Calculate the on-duty ratio D = 't g / T of 5. This on-duty ratio means the reference value of torque under no load.

Next, the routine of step 92 will be explained. Step 9
In step 6, contrary to the process in step 93, the process advances to the next step 97 only when it is determined that the clutch is engaged, and the processes in steps 97 and 98 are performed in the same manner as in steps 94 and 95 to determine the on-duty condition under load. Ratio D' ta /T
' Calculate. In step 99, steps 95 and 98
Difference ΔD between the on-duty ratio and D′ calculated for each
Finally, the torque value T applied to the rotation shaft 6 is determined by the following equation. In the formula below, G is the transverse elastic modulus, Z is the number of gear teeth, d is the rotating shaft diameter between the gears, Q is the distance between the gears, π
is pi.

Next, there is a possibility that the reference torque value under no load may change due to fluctuations in the residual torque of the rotating shaft or changes in the rotational position detectors 2 and 3 over time. In order to cope with this, in step 100, the reference value of the torque under load is updated every fixed time period TΔ.

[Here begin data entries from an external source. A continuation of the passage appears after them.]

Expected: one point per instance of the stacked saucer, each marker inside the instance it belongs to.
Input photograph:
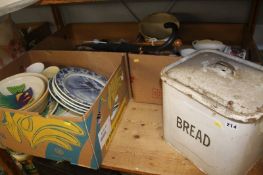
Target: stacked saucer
(76, 89)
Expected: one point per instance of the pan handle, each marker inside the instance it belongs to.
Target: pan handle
(171, 38)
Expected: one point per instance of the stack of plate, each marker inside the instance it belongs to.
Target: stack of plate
(76, 89)
(24, 91)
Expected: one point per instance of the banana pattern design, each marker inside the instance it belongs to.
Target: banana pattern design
(37, 130)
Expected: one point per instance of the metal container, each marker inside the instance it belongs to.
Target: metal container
(213, 108)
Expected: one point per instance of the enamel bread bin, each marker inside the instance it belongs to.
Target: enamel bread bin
(213, 108)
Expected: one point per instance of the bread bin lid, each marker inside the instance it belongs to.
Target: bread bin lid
(226, 84)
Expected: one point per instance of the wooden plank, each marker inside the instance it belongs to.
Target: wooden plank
(52, 2)
(138, 145)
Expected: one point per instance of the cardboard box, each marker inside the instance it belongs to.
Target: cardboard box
(88, 135)
(144, 69)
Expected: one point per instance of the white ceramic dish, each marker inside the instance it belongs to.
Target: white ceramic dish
(187, 51)
(35, 68)
(66, 100)
(36, 83)
(50, 71)
(208, 44)
(53, 94)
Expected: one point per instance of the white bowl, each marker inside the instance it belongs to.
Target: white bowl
(50, 71)
(208, 44)
(187, 51)
(35, 68)
(36, 83)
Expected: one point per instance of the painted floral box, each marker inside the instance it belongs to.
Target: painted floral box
(81, 140)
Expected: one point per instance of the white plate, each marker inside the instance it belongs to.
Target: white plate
(37, 84)
(53, 94)
(67, 101)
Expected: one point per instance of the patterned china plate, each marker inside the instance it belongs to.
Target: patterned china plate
(63, 112)
(67, 100)
(80, 85)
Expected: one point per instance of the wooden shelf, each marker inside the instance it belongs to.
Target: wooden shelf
(138, 146)
(53, 2)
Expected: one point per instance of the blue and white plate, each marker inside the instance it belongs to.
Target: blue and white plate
(80, 85)
(53, 94)
(64, 112)
(67, 100)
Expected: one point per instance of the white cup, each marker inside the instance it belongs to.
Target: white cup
(35, 67)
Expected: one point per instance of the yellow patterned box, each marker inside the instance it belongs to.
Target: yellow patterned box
(79, 140)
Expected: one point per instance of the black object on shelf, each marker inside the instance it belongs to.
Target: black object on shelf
(50, 167)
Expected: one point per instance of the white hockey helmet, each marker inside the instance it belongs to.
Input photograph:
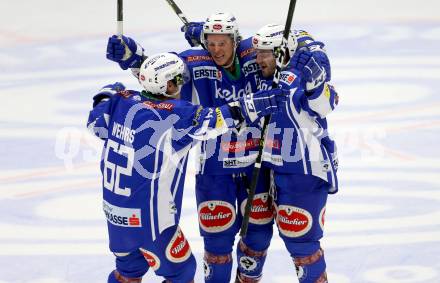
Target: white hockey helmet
(158, 69)
(270, 36)
(221, 23)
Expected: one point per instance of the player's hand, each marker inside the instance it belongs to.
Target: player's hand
(124, 51)
(193, 33)
(262, 103)
(106, 92)
(313, 72)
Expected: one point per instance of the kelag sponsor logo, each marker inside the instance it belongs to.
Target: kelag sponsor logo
(120, 216)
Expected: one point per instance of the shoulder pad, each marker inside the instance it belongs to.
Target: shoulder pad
(126, 93)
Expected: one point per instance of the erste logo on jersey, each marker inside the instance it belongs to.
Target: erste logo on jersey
(250, 67)
(216, 215)
(208, 72)
(178, 250)
(261, 212)
(152, 259)
(287, 77)
(293, 221)
(121, 216)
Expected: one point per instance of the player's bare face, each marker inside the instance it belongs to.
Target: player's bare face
(266, 61)
(221, 48)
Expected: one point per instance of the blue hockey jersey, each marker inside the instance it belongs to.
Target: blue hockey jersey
(146, 144)
(297, 140)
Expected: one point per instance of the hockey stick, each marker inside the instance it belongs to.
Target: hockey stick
(181, 16)
(120, 18)
(281, 52)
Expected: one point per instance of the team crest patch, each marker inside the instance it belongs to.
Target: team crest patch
(293, 221)
(152, 259)
(322, 218)
(178, 250)
(216, 215)
(261, 212)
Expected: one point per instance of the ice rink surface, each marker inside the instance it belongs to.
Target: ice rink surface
(382, 227)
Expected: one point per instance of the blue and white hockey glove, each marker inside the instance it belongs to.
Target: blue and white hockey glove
(106, 92)
(126, 52)
(193, 33)
(313, 72)
(262, 103)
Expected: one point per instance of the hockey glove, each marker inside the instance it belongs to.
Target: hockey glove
(126, 52)
(193, 33)
(262, 103)
(313, 74)
(106, 92)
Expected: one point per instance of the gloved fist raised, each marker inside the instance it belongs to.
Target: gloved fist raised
(313, 72)
(262, 103)
(107, 91)
(193, 33)
(124, 51)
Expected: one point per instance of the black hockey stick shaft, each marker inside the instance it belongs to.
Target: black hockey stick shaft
(120, 18)
(275, 82)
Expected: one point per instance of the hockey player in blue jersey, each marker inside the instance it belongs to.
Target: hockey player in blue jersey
(147, 136)
(223, 73)
(301, 155)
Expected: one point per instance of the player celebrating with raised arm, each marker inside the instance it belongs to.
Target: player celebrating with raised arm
(147, 136)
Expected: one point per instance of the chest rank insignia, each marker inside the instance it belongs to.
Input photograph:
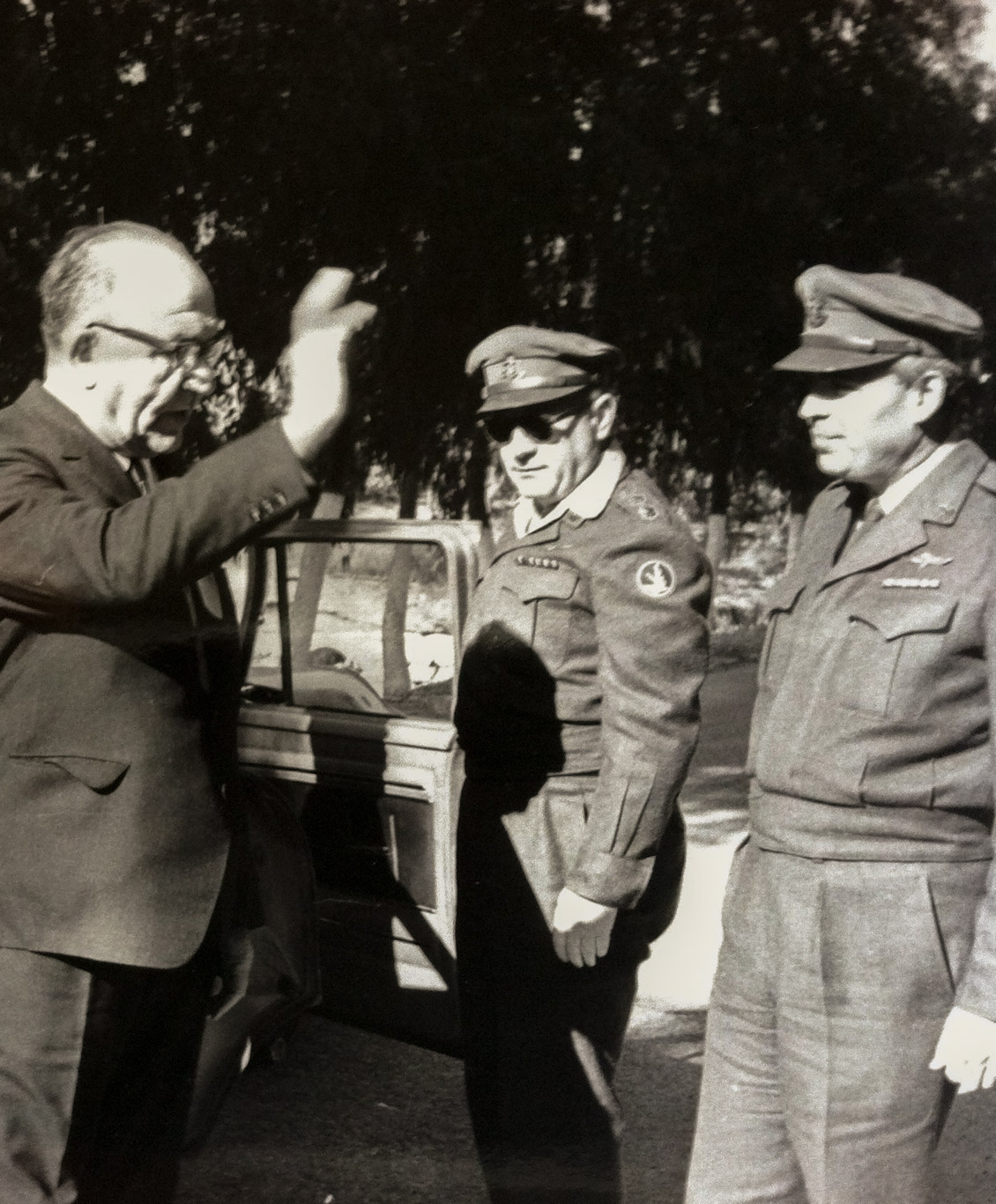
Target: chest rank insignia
(538, 561)
(655, 578)
(927, 560)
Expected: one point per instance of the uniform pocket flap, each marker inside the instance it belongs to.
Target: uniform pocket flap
(903, 617)
(98, 773)
(783, 595)
(545, 583)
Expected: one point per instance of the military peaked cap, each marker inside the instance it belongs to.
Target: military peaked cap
(530, 366)
(857, 321)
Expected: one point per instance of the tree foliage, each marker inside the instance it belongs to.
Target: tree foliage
(651, 171)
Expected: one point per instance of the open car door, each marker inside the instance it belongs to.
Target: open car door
(352, 650)
(349, 777)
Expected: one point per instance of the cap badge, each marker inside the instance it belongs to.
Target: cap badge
(511, 368)
(815, 312)
(655, 578)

Through the above processing, the amount of torque applied to the rotating shaft 6 can be detected.

〔Effect of the invention〕

As explained above, according to the present invention, since the tip of the rotational position detector is made of an insulating material, the torque amount can be detected with high accuracy without being affected by the rotation speed of the single rotation shaft. There is.

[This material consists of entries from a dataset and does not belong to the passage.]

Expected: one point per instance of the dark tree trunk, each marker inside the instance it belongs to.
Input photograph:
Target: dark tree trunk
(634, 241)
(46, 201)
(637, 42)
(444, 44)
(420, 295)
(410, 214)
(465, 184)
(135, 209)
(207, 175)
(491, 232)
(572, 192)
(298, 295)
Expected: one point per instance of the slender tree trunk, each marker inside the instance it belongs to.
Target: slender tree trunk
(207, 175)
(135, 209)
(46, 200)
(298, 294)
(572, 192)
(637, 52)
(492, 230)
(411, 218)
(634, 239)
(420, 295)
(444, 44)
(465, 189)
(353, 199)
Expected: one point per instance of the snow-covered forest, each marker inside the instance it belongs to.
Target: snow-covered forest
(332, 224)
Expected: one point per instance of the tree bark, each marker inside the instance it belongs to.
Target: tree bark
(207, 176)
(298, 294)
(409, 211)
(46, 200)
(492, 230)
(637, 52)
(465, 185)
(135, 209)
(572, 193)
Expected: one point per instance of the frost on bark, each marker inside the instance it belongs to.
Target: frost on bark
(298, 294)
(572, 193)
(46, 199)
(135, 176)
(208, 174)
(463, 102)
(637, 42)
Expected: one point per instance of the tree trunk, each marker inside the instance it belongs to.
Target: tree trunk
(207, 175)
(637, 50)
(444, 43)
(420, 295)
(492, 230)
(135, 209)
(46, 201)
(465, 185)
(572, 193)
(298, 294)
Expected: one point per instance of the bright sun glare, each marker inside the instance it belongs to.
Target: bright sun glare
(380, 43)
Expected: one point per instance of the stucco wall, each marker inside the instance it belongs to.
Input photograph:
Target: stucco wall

[Brief explanation of the drawing]

FIG. 1 is a system configuration diagram of a phase difference torque detection device according to an embodiment of the present invention, FIG. 2 is a structural diagram of the rotational position detector of FIG. 1, and FIG. 3 is a time chart of each signal. Fourth
This figure is a block diagram of the phase difference signal detection circuit of FIG. 1, FIG. 5 is a time chart of each signal of FIG. 4, and FIG. 6 is a broach yard of the torque calculation method. 2.3... Rotational position detector, 4, 5... Magnetic gear, 6... Rotating shaft, 7, 8... Waveform shaping circuit, 10.
...Phase difference signal detection circuit, 15.16...Counter, 2
3...Reference time generation circuit, 24...Microcomputer.

Claims (1)

[Scope of Claims] 1. Two magnetic gears attached to the rotating shaft of the vehicle at regular intervals; and 2, each attached close to the outer periphery of the two gears to detect the rotational state of the two gears. a waveform shaping circuit that shapes the output signals of the two rotational position detectors into pulse signals, and a phase difference signal detection circuit that detects a phase difference signal between the pulse signals. a reference time generation circuit and a counter that measure the time when the period of the pulse signal and the voltage level of the phase difference signal are high;
In a phase difference torque detection device comprising a microcomputer that performs arithmetic processing on the output signal of the counter to calculate torque, the tip of the rotational position detector mounted opposite to the outer periphery of the gear is made of an insulating material. A phase difference type torque detection device characterized by comprising: 2. The phase difference type torque detection device according to claim 1, wherein the rotational position detector is composed of a magnetic resistance element and a magnet. 3. The phase difference torque detection device according to claim 1, wherein the insulating material at the tip of the rotational position detector is made of synthetic resin.